Case #2: Resizing the canvas element display size (ie. canvas.style.width)

It's only case #1 that has anything to do with the viewport setting and
case #1 can only be done in code.

So, why should

canvas.width = new_width;

suddenly change the viewport settings? This doesn't happen in DesktopGL

It would basically be making this code invalid

// Set the viewport to draw to the top corner of the screen
gl.Viewport(0, 0, new_width / 2, new_height / 2);
canvas.width = new_width;
canvas.height = new_height;

Why should that code be invalid?

What you will want in most cases is to call something like:

Since that is the most common case it would make sense to me if it did that
viewport call automatically. You would have to write extra code in the
uncommon case that I want to keep the old viewport instead of having to
write extra code in the very common case that you want to change the
viewport to match the canvas.

I'm not saying you would never want to change the viewport, just that it
will be more common to render to the entire canvas. I don't think it should
be more difficult to do the common thing that most people will want to do
than it is to handle a special case.

In desktop GL the window size can change without the code causing the
resize, so they can't automatically change the viewport since the code don't
know when it will happen. In WebGL the script does know when the resize
happens so it would be possible to change it automatically.
In recent conversations with people at NVIDIA they were pretty adamant
that we not mess with the OpenGL state, in particular the viewport,
upon changing the canvas size. Gregg's render target example is a good
reason to not automatically call glViewport() behind the scenes.
Another point is that it isn't obvious exactly when the implicit call
to  glViewport() would be made -- whether it would be synchronous with
the setting of the width / height properties or whether it would
somehow be done lazily, before the first draw call after the canvas is

I used to think that doing this automatically would be a good idea but
because of the semantic details I don't any more.

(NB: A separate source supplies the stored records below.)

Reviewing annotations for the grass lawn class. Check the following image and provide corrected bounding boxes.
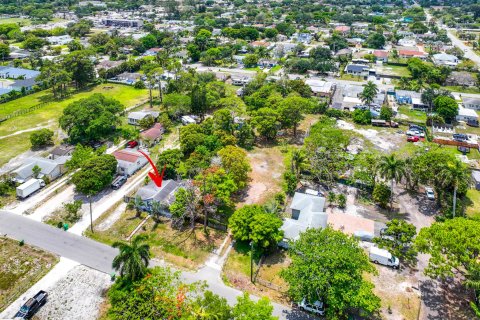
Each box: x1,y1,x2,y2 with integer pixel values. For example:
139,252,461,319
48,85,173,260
442,86,480,93
223,242,289,304
0,237,58,311
383,64,411,78
269,65,282,73
466,189,480,219
0,84,148,165
85,204,226,269
0,132,31,166
398,105,427,123
340,73,363,82
0,18,32,26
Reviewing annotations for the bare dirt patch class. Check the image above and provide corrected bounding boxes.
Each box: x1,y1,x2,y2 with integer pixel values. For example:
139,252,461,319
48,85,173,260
36,266,112,320
371,266,420,320
0,237,58,311
242,147,284,204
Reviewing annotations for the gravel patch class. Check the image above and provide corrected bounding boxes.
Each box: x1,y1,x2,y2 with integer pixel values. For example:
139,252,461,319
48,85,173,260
36,266,112,320
97,202,127,231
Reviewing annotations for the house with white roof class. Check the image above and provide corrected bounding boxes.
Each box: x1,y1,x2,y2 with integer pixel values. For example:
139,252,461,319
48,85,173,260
127,111,160,126
279,191,328,248
432,52,458,67
11,156,70,183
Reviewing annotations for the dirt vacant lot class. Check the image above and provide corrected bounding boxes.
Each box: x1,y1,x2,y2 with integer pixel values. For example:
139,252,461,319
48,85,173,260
0,237,58,311
243,147,284,204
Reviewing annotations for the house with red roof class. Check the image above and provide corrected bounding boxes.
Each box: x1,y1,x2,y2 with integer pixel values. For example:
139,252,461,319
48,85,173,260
113,149,148,176
335,26,350,35
140,123,164,147
373,50,388,63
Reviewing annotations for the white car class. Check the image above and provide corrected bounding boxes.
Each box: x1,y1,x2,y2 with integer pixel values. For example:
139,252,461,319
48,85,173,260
425,187,435,200
298,299,325,316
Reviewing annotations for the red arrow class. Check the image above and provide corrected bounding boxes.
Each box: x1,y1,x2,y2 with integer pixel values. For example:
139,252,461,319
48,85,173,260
138,150,167,188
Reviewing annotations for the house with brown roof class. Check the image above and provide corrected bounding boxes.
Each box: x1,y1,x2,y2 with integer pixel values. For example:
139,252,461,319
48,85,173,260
113,149,148,176
373,50,388,63
335,26,350,35
140,123,164,147
398,50,428,60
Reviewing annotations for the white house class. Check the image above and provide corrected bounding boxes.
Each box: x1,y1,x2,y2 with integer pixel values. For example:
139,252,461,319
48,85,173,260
113,149,148,176
462,97,480,110
47,35,73,46
127,111,160,126
12,156,70,183
455,106,478,126
279,192,328,248
432,53,458,67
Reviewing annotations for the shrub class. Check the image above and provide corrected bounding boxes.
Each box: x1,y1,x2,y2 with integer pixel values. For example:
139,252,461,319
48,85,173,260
30,129,53,149
352,109,372,124
372,183,392,208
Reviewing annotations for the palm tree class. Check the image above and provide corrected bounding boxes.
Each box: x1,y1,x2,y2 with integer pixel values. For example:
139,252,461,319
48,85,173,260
378,154,405,209
359,81,378,106
112,235,150,281
291,149,306,177
438,161,469,218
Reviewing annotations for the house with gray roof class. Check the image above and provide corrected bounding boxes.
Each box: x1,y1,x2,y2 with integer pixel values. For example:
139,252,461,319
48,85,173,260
12,156,70,183
345,63,370,77
462,96,480,110
279,192,328,248
124,180,182,217
0,67,40,79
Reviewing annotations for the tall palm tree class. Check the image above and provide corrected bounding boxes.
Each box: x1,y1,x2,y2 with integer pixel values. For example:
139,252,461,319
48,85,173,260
359,81,378,106
291,149,306,177
438,160,470,218
378,154,405,209
112,235,150,281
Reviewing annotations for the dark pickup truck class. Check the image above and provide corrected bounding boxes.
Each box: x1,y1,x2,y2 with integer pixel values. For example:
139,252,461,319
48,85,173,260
15,290,48,319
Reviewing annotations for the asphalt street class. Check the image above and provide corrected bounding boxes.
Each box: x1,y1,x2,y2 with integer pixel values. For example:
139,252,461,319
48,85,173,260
0,211,316,320
0,211,118,274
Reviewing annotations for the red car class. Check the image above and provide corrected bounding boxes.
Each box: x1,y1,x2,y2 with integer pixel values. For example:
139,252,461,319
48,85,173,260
127,140,138,148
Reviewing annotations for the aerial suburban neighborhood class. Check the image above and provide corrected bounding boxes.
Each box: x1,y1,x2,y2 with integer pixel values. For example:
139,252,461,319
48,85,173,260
0,0,480,320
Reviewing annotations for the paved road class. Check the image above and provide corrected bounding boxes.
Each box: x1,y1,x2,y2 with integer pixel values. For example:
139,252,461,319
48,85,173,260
0,211,314,320
0,211,118,273
427,11,480,66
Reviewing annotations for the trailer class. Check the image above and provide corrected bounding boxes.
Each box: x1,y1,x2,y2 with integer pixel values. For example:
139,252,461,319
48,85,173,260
17,179,45,199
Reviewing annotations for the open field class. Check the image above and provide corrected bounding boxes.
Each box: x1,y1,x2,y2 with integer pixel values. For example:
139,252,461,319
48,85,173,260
86,204,226,269
223,243,290,304
243,147,284,204
0,18,32,26
368,266,420,320
0,84,147,166
0,237,58,311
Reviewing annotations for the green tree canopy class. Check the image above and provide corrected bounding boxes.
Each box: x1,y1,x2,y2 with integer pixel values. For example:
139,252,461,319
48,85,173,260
59,93,123,143
282,227,380,319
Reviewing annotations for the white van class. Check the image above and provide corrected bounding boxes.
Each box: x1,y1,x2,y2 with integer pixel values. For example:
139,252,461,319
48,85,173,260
298,298,325,316
368,247,400,269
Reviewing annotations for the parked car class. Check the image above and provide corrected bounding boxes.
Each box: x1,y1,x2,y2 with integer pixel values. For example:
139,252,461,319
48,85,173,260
298,298,325,316
368,247,400,269
127,140,138,148
453,133,468,141
15,290,48,319
425,187,435,200
353,230,375,242
112,176,127,190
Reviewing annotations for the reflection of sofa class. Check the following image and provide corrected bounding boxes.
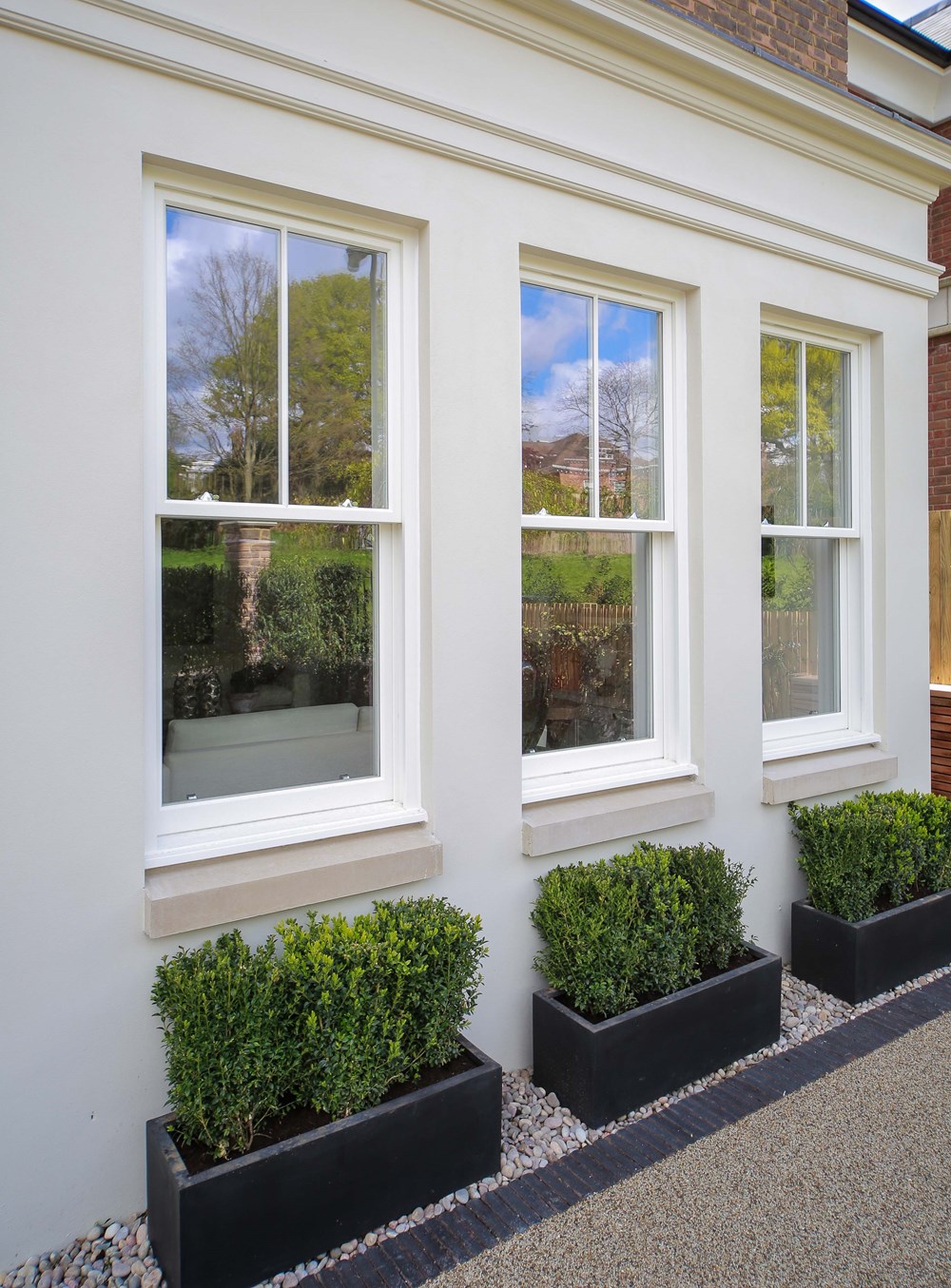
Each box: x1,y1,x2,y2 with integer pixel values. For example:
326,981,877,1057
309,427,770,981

We recently said that resizing should clear the canvas, which means we have to mess with the gl sate anyway. We will at least need to change bound FBO to 0 and disable scissor testing. Does it not qualify as messing with the state if we mess with it and then try to restore it?

I agree that in the case of rendering to an FBO you would not want to change the viewport automatically, but I would rather have apps handle that case themselves and set the viewport back than have apps handle the most common case themselves. If the spec says that changing width or height behaves as if it calls viewport as soon as the width/height attribute is changed it would be clear what will happen. I would not even call it messing with the state as it just does what the app tells it when the app tells it to, that is change the size of the buffer and the viewport.

We could also do something more magical and say that if you have not changed the viewport yourself it will automatically change. If you ever did call viewport automatic viewport adjustment is disabled. That way it would never change the viewport for apps actually modifying the viewport and it would just work for apps who does not care about the viewport. So initial value for viewport would be "automatic", but there is no way to set it back to "automatic" if you change it yourself.